Pyridine(diimine) Molybdenum-Catalyzed Hydrogenation of Arenes and Hindered Olefins: Insights into Precatalyst Activation and Deactivation Pathways

Pyridine­(diimine) molybdenum bis­(olefin) and bis­(alkyl) complexes were synthesized, characterized, and examined for their catalytic activity in the hydrogenation of benzene and a selection of substituted arenes. The molybdenum bis­(alkyl) complex (4-tBu-iPrPDI)­Mo­(CH2SiMe3)2 (iPrPDI = 2,6-(2,6-(C­(CH3)2H)2C6H3NCMe)2C5H3N) exhibited the highest activity for the hydrogenation of benzene, producing cyclohexane in >98% yield at 23 °C under 4 atm of hydrogen after 48 h. Toluene and o-xylene were similarly hydrogenated to their respective cycloalkanes, with the latter yielding predominantly (79:21 dr) cis-1,2-dimethylcyclohexane. The molybdenum-catalyzed hydrogenation of naphthalene yielded tetralin exclusively, and this selectivity was maintained at higher H2 pressure.
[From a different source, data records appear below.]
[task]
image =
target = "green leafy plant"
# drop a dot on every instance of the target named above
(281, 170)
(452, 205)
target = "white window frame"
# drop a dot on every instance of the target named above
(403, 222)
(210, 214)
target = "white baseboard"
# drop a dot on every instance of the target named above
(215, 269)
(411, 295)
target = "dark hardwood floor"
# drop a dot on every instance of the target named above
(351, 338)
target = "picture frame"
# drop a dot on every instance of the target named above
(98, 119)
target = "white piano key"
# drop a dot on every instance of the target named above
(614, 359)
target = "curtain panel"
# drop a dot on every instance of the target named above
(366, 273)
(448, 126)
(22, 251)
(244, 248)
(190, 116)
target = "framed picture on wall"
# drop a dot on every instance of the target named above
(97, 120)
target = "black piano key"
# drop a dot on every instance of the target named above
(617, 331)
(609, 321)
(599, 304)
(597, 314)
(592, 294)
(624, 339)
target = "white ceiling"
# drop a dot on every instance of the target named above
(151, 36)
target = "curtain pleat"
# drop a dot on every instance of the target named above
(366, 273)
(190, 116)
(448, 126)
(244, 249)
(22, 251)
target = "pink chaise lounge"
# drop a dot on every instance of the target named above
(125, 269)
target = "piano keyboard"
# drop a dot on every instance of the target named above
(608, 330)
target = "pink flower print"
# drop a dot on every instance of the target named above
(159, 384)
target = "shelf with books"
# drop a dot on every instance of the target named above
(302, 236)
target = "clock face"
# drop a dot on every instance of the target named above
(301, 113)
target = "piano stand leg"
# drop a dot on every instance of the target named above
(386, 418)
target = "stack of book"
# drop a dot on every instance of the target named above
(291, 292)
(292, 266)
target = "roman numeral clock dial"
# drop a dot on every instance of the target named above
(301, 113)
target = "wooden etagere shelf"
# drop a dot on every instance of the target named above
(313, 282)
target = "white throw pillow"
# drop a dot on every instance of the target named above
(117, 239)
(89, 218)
At 32 atm of H2, more hindered arenes such as monosubstituted benzenes, biphenyl, and m- and p-xylenes underwent hydrogenation with yields ranging between 20 and >98%. (4-tBu-iPrPDI)­Mo­(CH2SiMe3)2 was also a competent alkene hydrogenation catalyst, supporting stepwise reduction of benzene to cyclohexadiene and cyclohexene during molybdenum-catalyzed arene hydrogenation. Deuterium labeling studies for the molybdenum-catalyzed hydrogenation of benzene produced numerous isotopologues and stereoisomers of cyclohexane, indicating reversible hydride (deuteride) insertion/β-H­(D) elimination, diene/olefin binding, and allylic C–H­(D) activation during the reaction. The resting state of the catalyst under neat conditions was established as the η6-benzene complex (iPrPDI)­Mo­(η6-benzene). Under catalytic conditions, pyridine underwent C–H activation of the 2-position and furan underwent formal C–O oxidative addition to yield a “metallapyran”. Both reactions were identified as important catalyst deactivation pathways for the attempted molybdenum-catalyzed hydrogenation of heteroarenes.